I am only using the glossary of London gang slangs but the full thesis can be found here [https://bura.brunel.ac.uk/bitstream/2438/14817/1/FulltextThesis.pdf]. Rather than scraping tweets using rtweet, I will do the twitter search manually as is gives more control overall. The end result will be in the csv file.
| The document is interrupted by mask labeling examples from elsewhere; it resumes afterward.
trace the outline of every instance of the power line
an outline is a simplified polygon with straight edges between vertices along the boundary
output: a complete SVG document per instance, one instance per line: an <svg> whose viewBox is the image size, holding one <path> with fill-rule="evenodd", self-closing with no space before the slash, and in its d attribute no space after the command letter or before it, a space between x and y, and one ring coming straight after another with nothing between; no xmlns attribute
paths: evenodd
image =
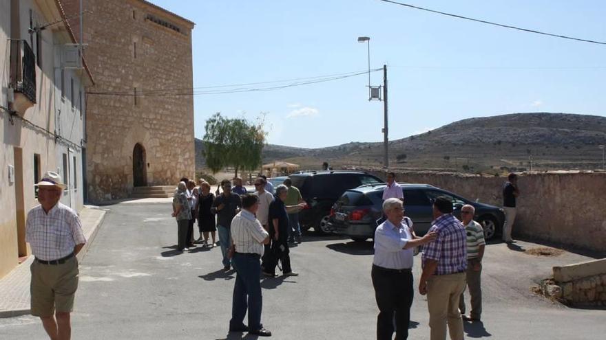
<svg viewBox="0 0 606 340"><path fill-rule="evenodd" d="M387 3L393 3L395 5L399 5L401 6L408 7L410 8L414 8L415 10L424 10L426 12L430 12L432 13L437 13L439 14L446 15L448 16L452 16L454 18L469 20L471 21L485 23L487 25L492 25L494 26L499 26L499 27L505 27L505 28L510 28L512 30L517 30L519 31L527 32L530 32L530 33L535 33L536 34L543 34L543 35L550 36L555 36L556 38L561 38L563 39L569 39L569 40L574 40L574 41L583 41L584 43L591 43L593 44L606 45L606 43L604 43L602 41L593 41L593 40L581 39L580 38L574 38L572 36L563 36L563 35L560 35L560 34L554 34L552 33L547 33L547 32L544 32L537 31L535 30L529 30L527 28L521 28L521 27L515 27L515 26L512 26L510 25L503 25L502 23L493 23L491 21L486 21L485 20L480 20L480 19L470 18L468 16L463 16L462 15L453 14L451 13L446 13L445 12L440 12L440 11L437 11L437 10L430 10L428 8L424 8L422 7L418 7L418 6L410 5L408 3L397 2L397 1L393 1L392 0L379 0L379 1L383 1L383 2L387 2Z"/></svg>
<svg viewBox="0 0 606 340"><path fill-rule="evenodd" d="M375 72L377 71L379 71L382 69L371 69L371 72ZM88 94L91 95L115 95L115 96L171 96L171 95L211 95L211 94L224 94L224 93L237 93L242 92L253 92L253 91L275 91L282 89L286 89L289 87L295 87L298 86L303 85L309 85L311 84L317 84L320 82L326 82L333 80L339 80L341 79L345 79L347 78L354 77L356 76L359 76L362 74L367 74L368 71L357 71L357 72L348 72L346 73L338 73L337 75L334 75L332 76L317 76L317 77L307 77L302 78L294 78L289 80L273 80L269 82L252 82L248 84L234 84L234 85L219 85L216 87L192 87L189 89L158 89L158 90L148 90L141 91L137 91L136 94L134 94L132 92L126 92L126 91L91 91L87 92ZM258 88L236 88L236 89L222 89L229 87L235 87L238 86L242 86L244 84L270 84L270 83L279 83L279 82L284 82L286 81L292 81L294 80L307 80L306 81L298 81L295 82L291 84L285 84L285 85L278 85L278 86L273 86L273 87L258 87ZM205 91L200 91L199 89L209 89Z"/></svg>

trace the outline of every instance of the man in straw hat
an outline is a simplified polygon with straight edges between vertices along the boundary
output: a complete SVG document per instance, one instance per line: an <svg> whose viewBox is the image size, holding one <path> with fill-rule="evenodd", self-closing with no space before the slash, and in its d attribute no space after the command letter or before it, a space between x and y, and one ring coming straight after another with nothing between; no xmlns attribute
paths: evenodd
<svg viewBox="0 0 606 340"><path fill-rule="evenodd" d="M32 315L40 317L51 339L69 339L70 313L78 288L76 255L86 238L76 212L59 203L66 187L61 176L49 171L35 186L40 205L28 214L25 229L25 240L36 258L31 267Z"/></svg>

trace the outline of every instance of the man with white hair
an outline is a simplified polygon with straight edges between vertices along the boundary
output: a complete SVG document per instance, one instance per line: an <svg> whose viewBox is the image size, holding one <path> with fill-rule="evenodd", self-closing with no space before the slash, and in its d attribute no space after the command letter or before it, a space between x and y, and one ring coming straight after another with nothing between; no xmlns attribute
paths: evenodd
<svg viewBox="0 0 606 340"><path fill-rule="evenodd" d="M471 310L469 316L465 315L465 299L463 293L459 299L459 310L463 320L480 321L482 313L482 289L480 275L482 273L482 258L484 256L484 229L481 225L473 220L475 208L466 204L461 208L461 222L465 226L467 234L467 286L471 296Z"/></svg>
<svg viewBox="0 0 606 340"><path fill-rule="evenodd" d="M387 219L375 231L375 256L371 273L375 296L379 307L377 339L393 337L395 317L396 340L408 337L410 306L412 305L412 249L434 240L437 234L430 232L422 238L411 233L412 221L404 217L399 199L390 198L383 203ZM403 220L406 218L406 223Z"/></svg>
<svg viewBox="0 0 606 340"><path fill-rule="evenodd" d="M76 255L86 238L78 214L59 202L66 188L61 177L49 171L35 186L40 205L28 213L25 225L25 241L35 257L31 267L32 315L40 317L51 339L69 339L70 314L78 289Z"/></svg>

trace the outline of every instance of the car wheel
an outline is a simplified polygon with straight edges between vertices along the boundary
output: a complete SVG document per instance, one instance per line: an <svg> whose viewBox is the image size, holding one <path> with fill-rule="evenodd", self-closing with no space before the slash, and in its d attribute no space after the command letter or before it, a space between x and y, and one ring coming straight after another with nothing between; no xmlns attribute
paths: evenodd
<svg viewBox="0 0 606 340"><path fill-rule="evenodd" d="M331 233L331 231L328 230L328 218L330 218L330 215L326 215L317 221L315 231L320 235Z"/></svg>
<svg viewBox="0 0 606 340"><path fill-rule="evenodd" d="M482 216L479 223L484 229L484 240L488 240L497 234L497 222L492 216Z"/></svg>

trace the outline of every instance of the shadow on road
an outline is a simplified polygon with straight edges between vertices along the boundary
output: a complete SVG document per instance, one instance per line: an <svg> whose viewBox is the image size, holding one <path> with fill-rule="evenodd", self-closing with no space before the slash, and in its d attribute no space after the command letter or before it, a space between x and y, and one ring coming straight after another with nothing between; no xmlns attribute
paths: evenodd
<svg viewBox="0 0 606 340"><path fill-rule="evenodd" d="M263 281L261 282L261 288L264 288L265 289L275 289L278 286L284 282L297 283L295 281L286 281L286 277L287 277L286 276L265 277Z"/></svg>
<svg viewBox="0 0 606 340"><path fill-rule="evenodd" d="M305 243L306 242L336 241L344 239L345 239L344 236L338 235L318 235L311 231L306 231L303 235L301 240L303 241L303 243Z"/></svg>
<svg viewBox="0 0 606 340"><path fill-rule="evenodd" d="M180 251L176 249L176 246L175 246L174 247L164 247L163 248L163 249L168 248L168 249L172 249L172 250L167 250L166 251L163 251L162 253L160 253L160 255L161 255L163 258L171 258L173 256L176 256L178 255L181 255L183 253L182 251Z"/></svg>
<svg viewBox="0 0 606 340"><path fill-rule="evenodd" d="M375 253L372 242L352 241L344 243L331 243L326 245L326 248L350 255L373 255Z"/></svg>
<svg viewBox="0 0 606 340"><path fill-rule="evenodd" d="M244 332L230 332L227 333L227 335L225 336L224 338L217 339L216 340L254 340L255 339L259 339L258 335L253 335L251 334L247 334L244 335Z"/></svg>
<svg viewBox="0 0 606 340"><path fill-rule="evenodd" d="M477 322L463 322L463 328L467 336L470 338L483 338L492 337L492 335L486 331L484 328L484 323L482 321Z"/></svg>
<svg viewBox="0 0 606 340"><path fill-rule="evenodd" d="M231 280L235 277L235 276L233 276L233 274L235 273L236 271L233 270L226 273L223 269L219 269L218 271L215 271L205 275L198 275L198 277L205 281L214 281L217 279Z"/></svg>

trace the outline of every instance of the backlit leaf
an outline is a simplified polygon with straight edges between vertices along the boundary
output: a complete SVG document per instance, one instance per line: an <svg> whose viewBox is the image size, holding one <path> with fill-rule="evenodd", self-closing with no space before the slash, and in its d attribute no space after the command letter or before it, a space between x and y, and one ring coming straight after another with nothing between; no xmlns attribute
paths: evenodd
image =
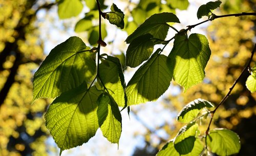
<svg viewBox="0 0 256 156"><path fill-rule="evenodd" d="M177 116L177 120L183 123L189 123L195 119L204 108L210 108L214 105L210 102L201 99L197 99L188 103Z"/></svg>
<svg viewBox="0 0 256 156"><path fill-rule="evenodd" d="M118 143L122 131L122 117L117 104L106 94L99 97L98 104L99 125L103 136L112 143Z"/></svg>
<svg viewBox="0 0 256 156"><path fill-rule="evenodd" d="M109 20L111 24L115 25L121 29L123 29L124 27L123 20L124 14L123 13L114 3L111 6L110 9L112 11L106 14L106 18Z"/></svg>
<svg viewBox="0 0 256 156"><path fill-rule="evenodd" d="M197 11L197 18L200 19L204 16L209 16L211 14L211 10L219 8L221 1L209 2L206 4L201 6Z"/></svg>
<svg viewBox="0 0 256 156"><path fill-rule="evenodd" d="M164 40L169 27L166 23L180 23L179 19L172 13L163 12L155 14L146 19L127 37L125 41L130 43L134 39L142 35L150 33L154 38Z"/></svg>
<svg viewBox="0 0 256 156"><path fill-rule="evenodd" d="M168 57L159 55L159 51L140 67L128 83L125 92L129 106L155 100L169 87L173 72L168 67Z"/></svg>
<svg viewBox="0 0 256 156"><path fill-rule="evenodd" d="M46 127L61 151L87 142L99 127L96 101L101 92L87 87L86 84L61 94L45 115Z"/></svg>
<svg viewBox="0 0 256 156"><path fill-rule="evenodd" d="M227 129L211 130L207 137L207 144L211 151L218 155L230 155L237 153L241 148L239 137Z"/></svg>
<svg viewBox="0 0 256 156"><path fill-rule="evenodd" d="M130 44L126 51L126 65L134 68L150 58L154 50L153 37L146 34L134 39Z"/></svg>
<svg viewBox="0 0 256 156"><path fill-rule="evenodd" d="M118 104L125 105L124 88L125 82L119 60L116 57L108 56L104 62L99 64L99 74L109 94Z"/></svg>
<svg viewBox="0 0 256 156"><path fill-rule="evenodd" d="M55 98L89 81L95 74L96 63L89 50L77 37L53 49L34 76L33 101Z"/></svg>
<svg viewBox="0 0 256 156"><path fill-rule="evenodd" d="M58 4L58 14L60 19L77 16L83 7L80 0L61 0Z"/></svg>
<svg viewBox="0 0 256 156"><path fill-rule="evenodd" d="M205 36L192 34L188 38L185 34L176 35L168 56L170 68L174 68L174 79L184 87L184 92L203 81L210 53Z"/></svg>

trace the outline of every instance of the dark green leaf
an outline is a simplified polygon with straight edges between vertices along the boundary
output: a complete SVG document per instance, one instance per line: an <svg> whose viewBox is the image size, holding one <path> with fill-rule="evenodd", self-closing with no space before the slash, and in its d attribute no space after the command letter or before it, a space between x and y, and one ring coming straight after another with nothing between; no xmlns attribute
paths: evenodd
<svg viewBox="0 0 256 156"><path fill-rule="evenodd" d="M185 34L176 35L168 56L169 66L174 69L174 80L184 87L184 92L203 81L210 53L205 36L192 34L188 38Z"/></svg>
<svg viewBox="0 0 256 156"><path fill-rule="evenodd" d="M108 56L104 62L99 64L99 75L109 94L118 105L124 106L125 82L118 58Z"/></svg>
<svg viewBox="0 0 256 156"><path fill-rule="evenodd" d="M106 19L111 24L115 25L121 29L123 29L124 27L124 21L123 21L124 14L123 13L114 3L111 6L111 10L112 11L106 15Z"/></svg>
<svg viewBox="0 0 256 156"><path fill-rule="evenodd" d="M211 10L219 8L221 4L221 1L209 2L201 6L197 11L197 18L200 19L204 16L209 17L212 14Z"/></svg>
<svg viewBox="0 0 256 156"><path fill-rule="evenodd" d="M154 38L164 40L169 28L166 24L168 22L179 23L180 21L172 13L163 12L154 14L128 36L125 41L130 43L137 37L148 33L152 35Z"/></svg>
<svg viewBox="0 0 256 156"><path fill-rule="evenodd" d="M99 125L103 136L113 143L118 143L122 131L122 118L117 104L107 94L98 100Z"/></svg>
<svg viewBox="0 0 256 156"><path fill-rule="evenodd" d="M183 123L189 123L195 119L204 108L210 108L214 105L210 102L197 99L188 103L177 116L177 120Z"/></svg>
<svg viewBox="0 0 256 156"><path fill-rule="evenodd" d="M211 130L207 137L207 144L211 151L218 155L230 155L237 153L241 148L239 137L227 129Z"/></svg>
<svg viewBox="0 0 256 156"><path fill-rule="evenodd" d="M71 37L52 49L34 76L33 101L55 98L89 81L96 72L89 50L77 37Z"/></svg>
<svg viewBox="0 0 256 156"><path fill-rule="evenodd" d="M46 127L61 151L81 145L99 127L97 100L101 92L86 83L62 93L45 115Z"/></svg>
<svg viewBox="0 0 256 156"><path fill-rule="evenodd" d="M80 0L61 0L58 4L58 14L60 19L77 16L83 7Z"/></svg>
<svg viewBox="0 0 256 156"><path fill-rule="evenodd" d="M173 77L168 57L158 53L158 49L136 71L125 90L128 106L155 100L168 88Z"/></svg>
<svg viewBox="0 0 256 156"><path fill-rule="evenodd" d="M134 68L150 58L154 50L153 36L146 34L134 39L126 51L126 65Z"/></svg>

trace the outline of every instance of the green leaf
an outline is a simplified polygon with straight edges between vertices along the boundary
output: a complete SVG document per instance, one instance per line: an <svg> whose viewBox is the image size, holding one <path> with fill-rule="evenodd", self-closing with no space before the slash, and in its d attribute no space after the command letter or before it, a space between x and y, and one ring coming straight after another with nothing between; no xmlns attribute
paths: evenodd
<svg viewBox="0 0 256 156"><path fill-rule="evenodd" d="M169 28L166 24L168 22L179 23L180 21L172 13L163 12L154 14L128 36L125 41L130 43L137 37L148 33L152 35L154 38L164 40Z"/></svg>
<svg viewBox="0 0 256 156"><path fill-rule="evenodd" d="M75 27L75 32L76 33L83 32L90 29L93 27L92 19L93 15L86 16L77 22Z"/></svg>
<svg viewBox="0 0 256 156"><path fill-rule="evenodd" d="M89 81L96 73L96 62L89 51L90 48L77 37L53 49L34 75L33 101L55 98Z"/></svg>
<svg viewBox="0 0 256 156"><path fill-rule="evenodd" d="M60 19L76 16L83 7L80 0L61 0L58 3L58 14Z"/></svg>
<svg viewBox="0 0 256 156"><path fill-rule="evenodd" d="M153 36L146 34L134 39L126 51L126 65L135 68L150 58L154 50Z"/></svg>
<svg viewBox="0 0 256 156"><path fill-rule="evenodd" d="M107 58L99 64L99 75L109 94L118 106L124 106L125 82L118 58L108 56Z"/></svg>
<svg viewBox="0 0 256 156"><path fill-rule="evenodd" d="M256 65L251 69L251 75L248 77L246 85L251 93L256 92Z"/></svg>
<svg viewBox="0 0 256 156"><path fill-rule="evenodd" d="M177 120L180 122L189 123L194 120L204 108L211 108L214 105L210 102L197 99L186 104L177 116Z"/></svg>
<svg viewBox="0 0 256 156"><path fill-rule="evenodd" d="M227 129L210 130L206 142L211 151L221 156L237 153L241 148L239 137L234 132Z"/></svg>
<svg viewBox="0 0 256 156"><path fill-rule="evenodd" d="M103 135L112 143L118 143L122 131L122 117L117 104L106 94L98 99L99 125Z"/></svg>
<svg viewBox="0 0 256 156"><path fill-rule="evenodd" d="M184 92L203 81L210 53L204 35L192 34L188 38L185 34L176 35L168 56L170 68L174 69L174 80L184 87Z"/></svg>
<svg viewBox="0 0 256 156"><path fill-rule="evenodd" d="M209 2L201 6L197 11L197 18L200 19L204 16L209 17L212 14L211 10L220 7L221 4L221 1Z"/></svg>
<svg viewBox="0 0 256 156"><path fill-rule="evenodd" d="M168 57L158 54L160 50L140 67L128 83L128 106L156 100L169 87L173 72L168 67Z"/></svg>
<svg viewBox="0 0 256 156"><path fill-rule="evenodd" d="M199 155L204 149L202 142L199 139L196 139L194 143L194 148L189 153L182 154L182 156ZM173 140L171 140L157 153L157 156L179 156L180 153L177 151L174 147Z"/></svg>
<svg viewBox="0 0 256 156"><path fill-rule="evenodd" d="M101 92L87 87L84 83L61 94L45 115L46 127L61 151L87 142L99 127L96 101Z"/></svg>
<svg viewBox="0 0 256 156"><path fill-rule="evenodd" d="M174 147L180 154L186 154L192 151L198 130L198 125L194 122L180 129L175 139Z"/></svg>
<svg viewBox="0 0 256 156"><path fill-rule="evenodd" d="M106 14L106 18L109 20L111 24L115 25L121 29L123 29L124 27L124 21L123 21L124 14L123 13L114 3L111 6L110 9L112 11Z"/></svg>
<svg viewBox="0 0 256 156"><path fill-rule="evenodd" d="M180 10L187 9L189 4L188 0L167 0L167 3L170 4L173 8Z"/></svg>

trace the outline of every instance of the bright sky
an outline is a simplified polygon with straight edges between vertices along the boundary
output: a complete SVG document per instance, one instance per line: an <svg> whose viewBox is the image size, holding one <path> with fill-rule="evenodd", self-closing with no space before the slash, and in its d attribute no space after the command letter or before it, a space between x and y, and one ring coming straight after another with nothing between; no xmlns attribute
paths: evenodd
<svg viewBox="0 0 256 156"><path fill-rule="evenodd" d="M112 1L107 0L109 3L112 3ZM177 10L177 15L179 18L182 25L175 25L174 27L178 30L186 28L185 26L196 24L202 20L199 20L197 17L197 11L199 6L205 4L209 1L194 0L189 1L190 5L186 11ZM118 1L114 1L117 4ZM82 18L83 14L82 13L79 18L73 18L73 20L60 21L57 15L57 7L51 10L50 14L46 13L45 11L40 11L37 15L39 21L38 26L40 27L41 32L41 37L45 40L45 52L48 53L51 49L58 44L65 41L72 36L81 36L82 34L77 34L74 31L74 26L79 19ZM70 27L70 23L72 27L69 27L68 31L65 29L63 25ZM205 34L204 28L206 25L197 27L192 29L191 33L198 33ZM112 27L116 29L115 27ZM113 28L112 28L113 29ZM112 32L115 32L113 29L108 28ZM109 33L109 36L106 38L111 40L114 37L114 33ZM124 42L127 37L126 33L119 31L118 35L116 36L114 49L122 48L125 50L127 45ZM170 38L174 36L174 34L169 34L167 38ZM170 50L172 45L166 48L166 50ZM105 48L105 51L110 51L112 47ZM128 70L129 72L126 72L125 77L126 83L131 79L134 70ZM152 129L155 127L161 126L165 122L171 124L174 120L176 120L176 116L177 112L172 112L170 109L168 110L163 107L163 98L170 94L177 94L180 92L178 87L172 88L172 92L168 90L164 95L156 102L148 102L146 104L141 104L133 106L132 109L134 111L137 112L137 116L141 121L142 121L147 127ZM166 104L166 103L165 103ZM169 103L167 104L171 104ZM100 130L98 129L95 136L92 138L88 143L84 144L82 146L76 148L65 150L62 152L62 155L102 155L102 156L131 156L133 154L136 147L143 147L145 145L143 142L144 135L146 132L145 127L135 118L133 113L130 115L130 118L127 114L126 109L122 112L122 132L120 139L119 148L117 144L113 144L109 142L104 138ZM163 138L168 138L168 135L164 131L159 131L157 135ZM174 136L171 136L174 137ZM158 137L153 137L153 142L158 144L159 142ZM47 141L48 146L55 146L52 138L50 137ZM50 153L51 155L58 155L58 152L56 153Z"/></svg>

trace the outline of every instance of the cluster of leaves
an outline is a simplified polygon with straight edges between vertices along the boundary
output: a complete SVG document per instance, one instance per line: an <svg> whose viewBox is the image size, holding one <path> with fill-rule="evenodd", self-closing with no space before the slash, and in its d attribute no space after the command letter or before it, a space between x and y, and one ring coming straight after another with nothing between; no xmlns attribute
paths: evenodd
<svg viewBox="0 0 256 156"><path fill-rule="evenodd" d="M60 18L76 16L82 9L80 1L69 2L59 3ZM200 7L198 17L207 16L214 19L212 10L221 3L211 2ZM102 12L99 4L97 1L89 6L95 10L92 13L97 12L99 17L101 16L111 24L124 28L124 14L116 5L112 5L111 11ZM70 13L64 13L63 9L69 10ZM89 23L91 17L96 15L91 16L91 13L86 14L86 17L78 21L77 31L92 29L92 24ZM71 37L51 51L34 75L33 101L42 97L56 98L45 118L47 127L60 148L60 153L63 150L87 142L99 128L109 141L118 143L122 130L118 107L127 107L129 110L132 105L157 100L167 90L172 79L185 91L203 81L211 54L207 38L196 33L188 36L186 32L191 28L178 31L170 25L172 23L180 23L174 13L156 13L127 37L125 41L130 45L125 65L140 66L127 85L122 71L124 66L119 59L100 53L100 47L103 46L100 30L91 30L91 33L95 35L97 37L93 42L89 39L91 44L98 42L97 48L88 47L79 38ZM100 23L97 27L100 29L101 26ZM165 40L170 28L177 33ZM168 56L161 54L174 39L173 48ZM153 53L156 44L162 44L163 47ZM253 71L251 76L255 80ZM248 80L247 86L255 90L255 81ZM240 148L239 138L229 130L215 129L207 131L203 137L200 136L196 121L211 114L207 108L212 106L209 102L200 99L188 104L177 118L179 121L188 124L158 155L200 155L205 149L220 155L238 153ZM202 110L207 111L200 115ZM200 138L205 140L205 146Z"/></svg>

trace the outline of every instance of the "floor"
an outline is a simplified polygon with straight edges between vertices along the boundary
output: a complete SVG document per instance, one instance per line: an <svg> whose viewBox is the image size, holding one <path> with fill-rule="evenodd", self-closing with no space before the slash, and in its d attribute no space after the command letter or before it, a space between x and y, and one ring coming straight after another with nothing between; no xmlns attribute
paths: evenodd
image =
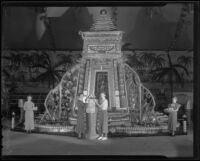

glossary_text <- 'Ackee- refers to a former road man who has converted to Islam
Baby mother- the mandem use the term to describe the mother of their child
Bad up- to treat someone in a disrespectful manner. It also refers to being
victimised or victimising others
Bait- being too obvious
Boy dem- the police
Bruk- refers to having no money
Bussing a skank- to dance
Fuckery- the mandem often used this term to describe criminal activity or
violence
Garms- clothing
Grind- refers to working hard in the illegal drug economy
Gwarning with tings- doing well on road
Head back lick off- shot in the head
Hype- exaggerated/over the top behaviour
Nuff- a lot
Prick- dick head/idiot
Stunting/Stunter- to show off, a person who shows off
Take set on you- refers to being targeted and, potentially victimised by rivals
from neighbouring estates
Wasteman- useless, poor, unsuccessful
Warring- to fight, ongoing conflict' #just copy paste from pdf
glossary <- glossary_text %>%
str_split(pattern = "\n") %>% #split rows
.[[1]] %>% #select elements in the list
as.tibble()%>% #convert to a tibble
separate(value, into=c("slang", "meaning"), sep="-") %>% #separate text into two columns using -
filter(!is.na(meaning))#remove excess rows
write_csv(glossary, "../data/ereid_glossary.csv")
After inspecting terms in this glossary, it can be said that not many references to crime and gang activity observed using the glossary from E Reid’s PhD thesis. See the resulting csv file yourself[https://github.com/sefabey/fear_of_crime_paper/blob/master/data/ereid_glossary.csv]